While many who suffer from injuries or weaknesses find “traditional” exercise methods difficult, most Pilates exercises are typically low or no-impact, and many are performed in seated or reclined positions. Pilates is so safe, it is often used in conjunction with physical therapy to rehabilitate injuries, and most exercises can be easily modified to suit the client's needs. At the same time, Pilates techniques are challenging for even the most well-conditioned athletes.
Photo courtesy of Balanced Body®
Pilates Mat Classes
Participants use padded mats and often incorporate additional props such as the Magic Circle, resistance bands, foam roller, hand weights, or a mini-ball. Pilates mat work builds strength, improves flexibility and enhances coordination.

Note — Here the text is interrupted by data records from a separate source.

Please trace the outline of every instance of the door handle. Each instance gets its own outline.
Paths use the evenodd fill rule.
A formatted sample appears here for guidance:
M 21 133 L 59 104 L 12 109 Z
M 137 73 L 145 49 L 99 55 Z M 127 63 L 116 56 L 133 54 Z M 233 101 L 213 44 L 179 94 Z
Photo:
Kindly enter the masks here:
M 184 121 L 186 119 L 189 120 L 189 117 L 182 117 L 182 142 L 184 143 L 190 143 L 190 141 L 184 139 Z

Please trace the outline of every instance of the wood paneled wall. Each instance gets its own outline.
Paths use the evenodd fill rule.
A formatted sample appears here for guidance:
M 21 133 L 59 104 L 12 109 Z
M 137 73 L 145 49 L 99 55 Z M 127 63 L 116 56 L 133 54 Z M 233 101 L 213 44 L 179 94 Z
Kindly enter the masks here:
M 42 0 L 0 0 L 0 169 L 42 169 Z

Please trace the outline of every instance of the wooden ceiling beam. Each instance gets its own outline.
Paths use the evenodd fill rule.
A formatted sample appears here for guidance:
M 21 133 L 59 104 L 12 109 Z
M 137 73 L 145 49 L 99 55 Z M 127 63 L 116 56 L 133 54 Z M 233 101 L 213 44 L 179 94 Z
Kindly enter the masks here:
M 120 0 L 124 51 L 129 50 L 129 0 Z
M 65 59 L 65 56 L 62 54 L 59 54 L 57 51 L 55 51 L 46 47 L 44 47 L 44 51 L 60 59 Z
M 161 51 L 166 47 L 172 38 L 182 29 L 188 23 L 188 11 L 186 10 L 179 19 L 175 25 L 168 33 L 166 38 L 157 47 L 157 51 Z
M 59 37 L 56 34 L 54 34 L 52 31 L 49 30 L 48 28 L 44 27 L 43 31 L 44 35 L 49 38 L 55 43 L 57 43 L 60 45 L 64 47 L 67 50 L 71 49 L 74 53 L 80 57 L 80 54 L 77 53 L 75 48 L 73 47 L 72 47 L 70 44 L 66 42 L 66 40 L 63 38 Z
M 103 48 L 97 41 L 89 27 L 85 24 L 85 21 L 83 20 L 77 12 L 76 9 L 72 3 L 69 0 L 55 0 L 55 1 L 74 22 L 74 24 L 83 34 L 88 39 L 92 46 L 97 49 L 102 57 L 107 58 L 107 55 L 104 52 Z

Via Pilates mat classes are appropriate for all fitness levels, for those new to Pilates, as well as those with more extensive Pilates backgrounds. Classes are tailored to suit all participants, whether a beginner or an advanced Pilates student. Most exercises can be modified for those dealing with injuries or physical limitations.
Because of current social distancing measures and precautions required due to COVID-19, all of our Pilates mat or barre-based class offerings (Mat, Mat 2, Barre Blast, Mat-Barre Blend and Stability Ball) are offered in an online-only format. Classes are small-group, interactive, and offer the same quality instruction clients are used to in their in-person studio sessions...but from the comfort and convenience of their own home.
We have a variety of props available for pick-up or shipping to help make your home Pilates "mini studio" an ideal personal practice space.
Pilates Equipment Classes
The Pilates reformer is the most commonly used piece of Pilates equipment. Invented by Joseph Pilates, the reformer is a bed-like frame with a platform which rolls back and forth. Springs, a footbar, and long straps provide resistance or support which makes the carriage more or less difficult to move. The reformer is a very versatile machine which adds many new challenges to a Pilates workout.
Designed by Master teacher Ellie Herman, the springboard uses wall mounted springs to challenge core stability and add resistance to a Pilates workout.
The Wunda Chair and various barrels/arcs may also be incorporated into Equipment Circuit classes.
Pilates is well-known for using spring-based resistance, but did you know that springs are used in two primary ways: as assistance and as resistance. Some exercises use the springs as resistance to challenge and strengthen the muscles of the body, while other exercises depend on the springs to assist the body in performing a movement. Determining which springs to use will often be based on the intent of the exercise, and whether the spring would be providing resistance or assistance.